Multicolor genomic in situ hybridization (McGISH) of somatic hybrids having the A, B, and C genomes with the different combinations of the genomic probes. Upper panel: McFISH results with two probes of A (red) and B (green) genomes with the counterstained C genome (blue) with 4’,6-diamidino-2-phenylindole (DAPI). Lower panel: McFISH results with two probes of A (red) and C (green) genomes with the counterstaining B genome with DAPI (blue). a and f: McGISH of the whole nucleus, in which A genome is colored in red, B genome in green or blue, and C genome in blue or green. b and g: Identification of the chromosomes of three genomes by their fluorescent color, those of the A, B and C genome chromosomes being identified with red, green or blue, and blue or green fluorescence, respectively. c and h: Identification of the A genome chromosomes with red fluorescence. d and i: Identification of the B and C genome chromosomes with green fluorescence. e and j: Insertion of the B genome chromosome fragments to the C genome chromosomes and that of the A genome chromosome fragments to the B genome chromosomes, respectively. Bar indicates 5 μm.

Fig. 5

High resolution FISH of rice somatic chromosomes, pachytene chromosomes, the nucleus, and extended DNA fibers.

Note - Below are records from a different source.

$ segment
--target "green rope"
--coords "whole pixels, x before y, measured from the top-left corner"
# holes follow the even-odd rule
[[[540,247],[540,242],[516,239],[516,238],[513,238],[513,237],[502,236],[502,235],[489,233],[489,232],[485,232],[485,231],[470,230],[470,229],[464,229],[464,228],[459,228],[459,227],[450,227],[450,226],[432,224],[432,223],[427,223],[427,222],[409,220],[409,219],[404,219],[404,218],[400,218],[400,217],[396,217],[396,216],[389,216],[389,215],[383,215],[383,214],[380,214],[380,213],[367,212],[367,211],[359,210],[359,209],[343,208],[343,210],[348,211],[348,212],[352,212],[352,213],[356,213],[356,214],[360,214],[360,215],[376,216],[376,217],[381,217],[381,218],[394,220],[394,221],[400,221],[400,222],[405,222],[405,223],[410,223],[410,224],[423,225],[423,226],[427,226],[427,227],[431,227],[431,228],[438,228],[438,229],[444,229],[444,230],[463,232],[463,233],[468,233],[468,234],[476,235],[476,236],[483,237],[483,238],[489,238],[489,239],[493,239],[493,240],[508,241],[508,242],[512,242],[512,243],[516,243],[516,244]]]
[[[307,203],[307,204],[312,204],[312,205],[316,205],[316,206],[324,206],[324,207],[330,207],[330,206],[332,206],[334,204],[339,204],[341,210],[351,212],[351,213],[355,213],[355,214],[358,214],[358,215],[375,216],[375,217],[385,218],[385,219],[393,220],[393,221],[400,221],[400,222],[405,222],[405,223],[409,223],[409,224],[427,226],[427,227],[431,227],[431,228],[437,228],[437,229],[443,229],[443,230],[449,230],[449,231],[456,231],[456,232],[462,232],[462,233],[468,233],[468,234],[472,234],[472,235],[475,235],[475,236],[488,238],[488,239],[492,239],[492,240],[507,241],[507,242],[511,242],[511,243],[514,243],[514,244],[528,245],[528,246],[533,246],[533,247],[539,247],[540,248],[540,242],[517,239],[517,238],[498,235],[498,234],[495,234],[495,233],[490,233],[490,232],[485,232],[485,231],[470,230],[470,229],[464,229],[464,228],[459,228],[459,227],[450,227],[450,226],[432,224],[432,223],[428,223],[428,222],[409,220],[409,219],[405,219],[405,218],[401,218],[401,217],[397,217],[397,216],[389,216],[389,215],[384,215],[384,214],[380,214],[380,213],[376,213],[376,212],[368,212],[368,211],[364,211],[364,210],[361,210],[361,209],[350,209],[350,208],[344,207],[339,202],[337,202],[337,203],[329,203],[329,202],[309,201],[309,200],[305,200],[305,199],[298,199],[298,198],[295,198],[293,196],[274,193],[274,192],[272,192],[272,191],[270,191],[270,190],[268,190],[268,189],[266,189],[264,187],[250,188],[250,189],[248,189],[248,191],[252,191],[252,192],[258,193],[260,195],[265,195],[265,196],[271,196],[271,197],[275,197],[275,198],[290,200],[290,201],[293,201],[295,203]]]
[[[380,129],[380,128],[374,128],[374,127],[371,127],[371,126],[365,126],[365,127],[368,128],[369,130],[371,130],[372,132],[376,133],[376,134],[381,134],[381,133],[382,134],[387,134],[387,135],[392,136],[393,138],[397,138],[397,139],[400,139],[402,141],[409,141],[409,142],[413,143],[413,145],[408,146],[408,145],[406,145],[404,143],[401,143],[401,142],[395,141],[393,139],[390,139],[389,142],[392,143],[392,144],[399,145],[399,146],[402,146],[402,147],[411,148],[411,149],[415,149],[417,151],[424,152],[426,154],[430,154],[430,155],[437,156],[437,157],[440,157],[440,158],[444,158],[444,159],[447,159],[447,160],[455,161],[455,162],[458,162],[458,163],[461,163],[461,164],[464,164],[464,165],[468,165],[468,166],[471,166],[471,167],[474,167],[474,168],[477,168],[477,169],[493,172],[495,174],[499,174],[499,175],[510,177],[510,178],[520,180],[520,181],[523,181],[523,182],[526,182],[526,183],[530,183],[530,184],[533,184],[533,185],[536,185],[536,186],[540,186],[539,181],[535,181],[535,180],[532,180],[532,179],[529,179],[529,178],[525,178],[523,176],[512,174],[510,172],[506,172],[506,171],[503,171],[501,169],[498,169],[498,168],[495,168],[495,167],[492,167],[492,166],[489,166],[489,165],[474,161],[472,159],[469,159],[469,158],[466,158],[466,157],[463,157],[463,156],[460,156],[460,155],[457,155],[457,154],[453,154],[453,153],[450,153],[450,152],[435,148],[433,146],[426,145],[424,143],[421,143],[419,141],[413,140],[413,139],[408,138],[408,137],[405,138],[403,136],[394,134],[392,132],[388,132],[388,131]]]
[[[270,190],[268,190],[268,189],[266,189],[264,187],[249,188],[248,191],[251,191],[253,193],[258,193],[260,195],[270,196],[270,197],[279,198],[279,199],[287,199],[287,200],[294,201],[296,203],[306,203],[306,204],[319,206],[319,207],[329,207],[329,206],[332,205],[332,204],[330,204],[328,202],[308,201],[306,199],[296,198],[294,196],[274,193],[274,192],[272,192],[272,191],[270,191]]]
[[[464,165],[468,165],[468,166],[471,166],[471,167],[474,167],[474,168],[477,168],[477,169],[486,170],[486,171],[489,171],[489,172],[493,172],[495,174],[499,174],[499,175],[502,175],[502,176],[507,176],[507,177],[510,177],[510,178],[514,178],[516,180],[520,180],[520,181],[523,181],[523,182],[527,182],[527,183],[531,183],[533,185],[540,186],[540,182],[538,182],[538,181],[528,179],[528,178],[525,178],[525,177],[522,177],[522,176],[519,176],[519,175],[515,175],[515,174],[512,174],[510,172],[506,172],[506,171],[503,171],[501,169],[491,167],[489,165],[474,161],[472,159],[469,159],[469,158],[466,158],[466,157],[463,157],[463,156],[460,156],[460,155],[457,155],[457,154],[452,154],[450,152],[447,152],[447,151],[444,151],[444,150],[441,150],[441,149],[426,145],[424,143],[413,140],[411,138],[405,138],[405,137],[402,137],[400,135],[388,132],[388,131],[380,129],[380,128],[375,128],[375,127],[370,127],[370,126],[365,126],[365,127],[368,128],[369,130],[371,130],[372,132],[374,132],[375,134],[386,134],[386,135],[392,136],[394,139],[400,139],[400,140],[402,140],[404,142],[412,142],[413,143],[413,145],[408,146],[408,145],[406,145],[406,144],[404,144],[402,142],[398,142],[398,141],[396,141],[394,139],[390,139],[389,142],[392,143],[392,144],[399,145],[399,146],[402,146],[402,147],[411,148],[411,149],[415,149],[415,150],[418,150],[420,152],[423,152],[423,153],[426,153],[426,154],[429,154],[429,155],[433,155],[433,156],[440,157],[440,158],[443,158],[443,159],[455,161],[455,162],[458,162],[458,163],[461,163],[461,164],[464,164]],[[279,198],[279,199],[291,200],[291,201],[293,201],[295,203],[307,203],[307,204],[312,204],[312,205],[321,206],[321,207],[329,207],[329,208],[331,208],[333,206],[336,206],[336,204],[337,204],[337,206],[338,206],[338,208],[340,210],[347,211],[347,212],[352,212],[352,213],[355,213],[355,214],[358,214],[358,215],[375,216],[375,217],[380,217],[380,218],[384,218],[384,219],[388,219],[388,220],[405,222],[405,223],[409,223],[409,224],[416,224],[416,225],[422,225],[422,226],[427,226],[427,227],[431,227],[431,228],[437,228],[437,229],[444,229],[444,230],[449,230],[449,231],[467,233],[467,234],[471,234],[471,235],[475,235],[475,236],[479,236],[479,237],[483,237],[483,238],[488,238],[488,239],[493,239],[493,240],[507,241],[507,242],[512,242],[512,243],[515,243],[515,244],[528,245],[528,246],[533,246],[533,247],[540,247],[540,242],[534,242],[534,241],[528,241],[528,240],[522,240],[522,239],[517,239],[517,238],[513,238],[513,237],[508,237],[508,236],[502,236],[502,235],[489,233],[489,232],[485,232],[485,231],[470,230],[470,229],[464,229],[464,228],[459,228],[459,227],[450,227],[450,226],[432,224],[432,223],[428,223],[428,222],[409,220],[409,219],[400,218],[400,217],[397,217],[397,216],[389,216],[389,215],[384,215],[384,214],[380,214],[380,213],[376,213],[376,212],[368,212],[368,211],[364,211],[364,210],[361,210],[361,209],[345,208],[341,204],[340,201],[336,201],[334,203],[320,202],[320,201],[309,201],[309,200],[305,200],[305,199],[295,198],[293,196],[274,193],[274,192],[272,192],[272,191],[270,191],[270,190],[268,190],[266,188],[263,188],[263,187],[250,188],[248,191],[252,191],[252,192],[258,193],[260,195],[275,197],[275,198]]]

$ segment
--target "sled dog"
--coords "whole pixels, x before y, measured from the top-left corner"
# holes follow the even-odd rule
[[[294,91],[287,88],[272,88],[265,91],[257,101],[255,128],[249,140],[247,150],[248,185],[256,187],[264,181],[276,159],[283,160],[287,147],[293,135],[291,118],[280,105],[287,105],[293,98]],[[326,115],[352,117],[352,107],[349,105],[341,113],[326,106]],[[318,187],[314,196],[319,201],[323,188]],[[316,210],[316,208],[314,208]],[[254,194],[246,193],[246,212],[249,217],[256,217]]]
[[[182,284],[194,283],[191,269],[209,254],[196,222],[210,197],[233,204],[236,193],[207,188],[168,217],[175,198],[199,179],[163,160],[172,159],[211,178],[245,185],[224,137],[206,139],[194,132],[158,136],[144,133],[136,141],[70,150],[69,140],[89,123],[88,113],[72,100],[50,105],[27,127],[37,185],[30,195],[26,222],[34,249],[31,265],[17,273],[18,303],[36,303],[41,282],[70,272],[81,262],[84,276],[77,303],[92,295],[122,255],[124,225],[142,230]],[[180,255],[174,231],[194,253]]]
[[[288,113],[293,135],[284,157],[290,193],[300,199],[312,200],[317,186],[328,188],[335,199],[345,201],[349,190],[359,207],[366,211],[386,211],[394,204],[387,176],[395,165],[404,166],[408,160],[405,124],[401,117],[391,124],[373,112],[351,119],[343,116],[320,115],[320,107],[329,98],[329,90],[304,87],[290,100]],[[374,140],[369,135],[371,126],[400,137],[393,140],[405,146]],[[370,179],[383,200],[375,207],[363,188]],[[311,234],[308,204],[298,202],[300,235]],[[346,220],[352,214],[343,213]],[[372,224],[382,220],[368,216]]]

Upper left: DAPI- stained mitotic prometaphase chromosome 12 with telomere signals (green) and the subtelomeric tandem repeat TrsA (red). Upper middle: A pachytene bivalent of the same chromosomes with TrsA (red), in which heterochromatin and euchromatin are well differentiated. Upper right: Interphase nucleus, in which telomere sequences, TTTAGGGs and TrsA are colored in green and red, respectively. Bottom: Extended DNA fibers (EDFs) measuring 74 μm with 242 kb TrsA’s (red) and telomere sequence (green). EDFs resemble “beads-on-a-string”. All figures are at the same magnification. Bar indicates 5 μm.